- Mark as New
- Bookmark
- Subscribe
- Mute
- Subscribe to RSS Feed
- Permalink
- Report Inappropriate Content
In Intel® Parallel Studio XE 2016 Update 4, I am declaring an array of complex numbers and allocate and initialize this array as:
complex(kind=def_kind), allocatable, dimension(:) :: resid allocate(resid(1:140000),STAT=istatus) resid = cmplx(0.1D0,1.0D0,kind=def_kind)

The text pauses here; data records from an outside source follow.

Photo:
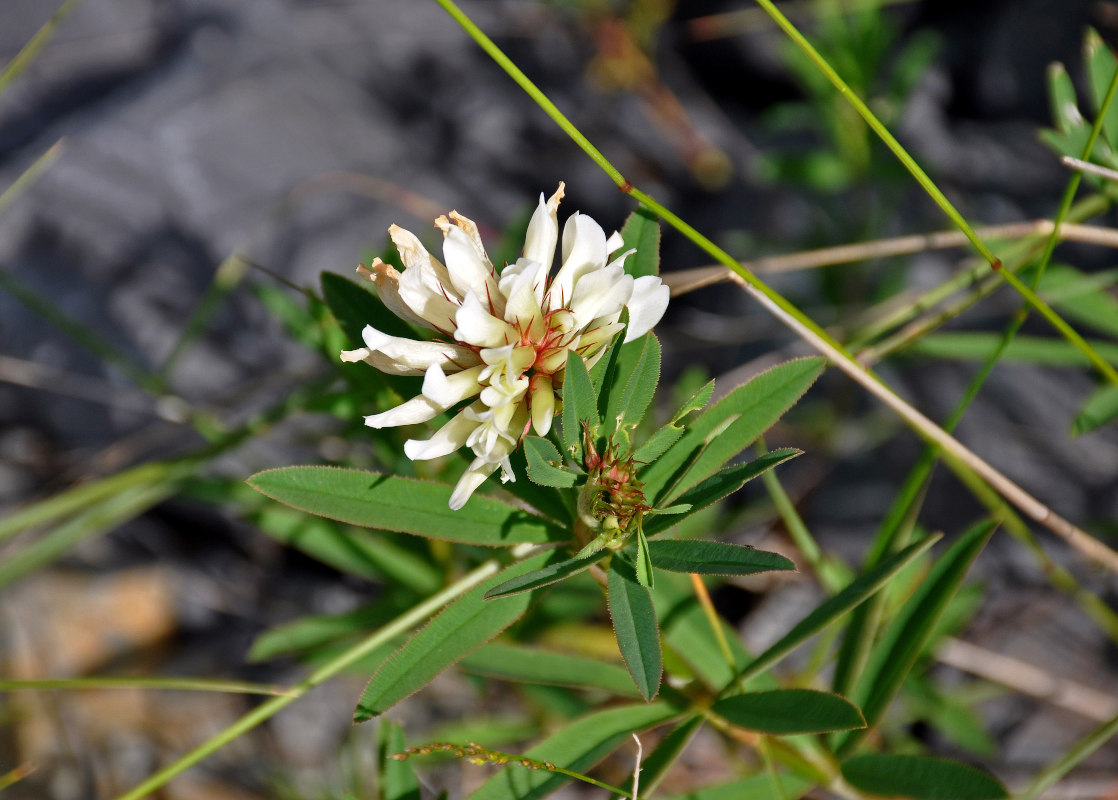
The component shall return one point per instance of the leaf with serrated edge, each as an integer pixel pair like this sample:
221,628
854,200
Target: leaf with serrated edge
536,579
718,486
579,405
576,748
787,712
545,464
714,558
835,608
920,778
902,643
536,666
392,503
634,619
757,405
643,562
641,232
635,379
458,629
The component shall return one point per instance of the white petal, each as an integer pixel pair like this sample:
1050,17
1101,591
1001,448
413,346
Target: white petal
387,281
584,250
446,439
418,409
470,270
477,326
523,289
542,403
646,305
600,293
543,230
470,481
407,356
448,391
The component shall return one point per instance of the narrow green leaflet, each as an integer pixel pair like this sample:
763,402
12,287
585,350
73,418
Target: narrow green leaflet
750,410
920,778
906,638
458,629
835,608
397,779
1100,68
659,443
1100,409
546,466
354,306
579,405
641,232
713,558
577,748
786,712
392,503
632,384
549,574
644,574
348,549
718,486
635,624
534,666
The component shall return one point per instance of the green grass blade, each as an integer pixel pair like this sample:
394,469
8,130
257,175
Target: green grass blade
834,608
902,644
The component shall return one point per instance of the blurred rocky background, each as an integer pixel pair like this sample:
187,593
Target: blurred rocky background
293,133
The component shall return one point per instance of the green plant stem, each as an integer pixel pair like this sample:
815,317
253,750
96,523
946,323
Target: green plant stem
1058,770
139,682
403,624
957,456
1015,255
30,174
28,53
827,574
932,190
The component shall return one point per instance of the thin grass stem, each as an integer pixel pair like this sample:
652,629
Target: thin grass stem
403,624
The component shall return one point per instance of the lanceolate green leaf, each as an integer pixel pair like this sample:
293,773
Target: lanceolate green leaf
718,486
747,412
391,503
577,748
546,466
458,629
786,712
642,231
536,666
905,639
920,778
635,624
633,384
354,306
713,558
835,608
579,405
545,577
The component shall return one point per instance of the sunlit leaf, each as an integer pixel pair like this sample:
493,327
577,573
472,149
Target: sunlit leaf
420,507
634,619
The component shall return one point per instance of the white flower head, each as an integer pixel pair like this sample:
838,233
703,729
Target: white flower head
502,336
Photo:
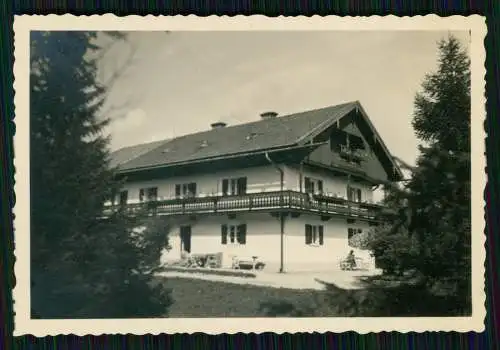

After executing initialization line, I get a stack overflow error, which is really puzzling me. Reviewing generated assembly shows that compiler seems to be checking array bounds not to exceed stack size, which is not reasonable considering that "resid" is declared as allocatable and it should be on heap. So, I recompiled the very same code with Intel® Parallel Studio XE 2016 Update 1 and generated assembly code is totally different and I don't get stack overflow there.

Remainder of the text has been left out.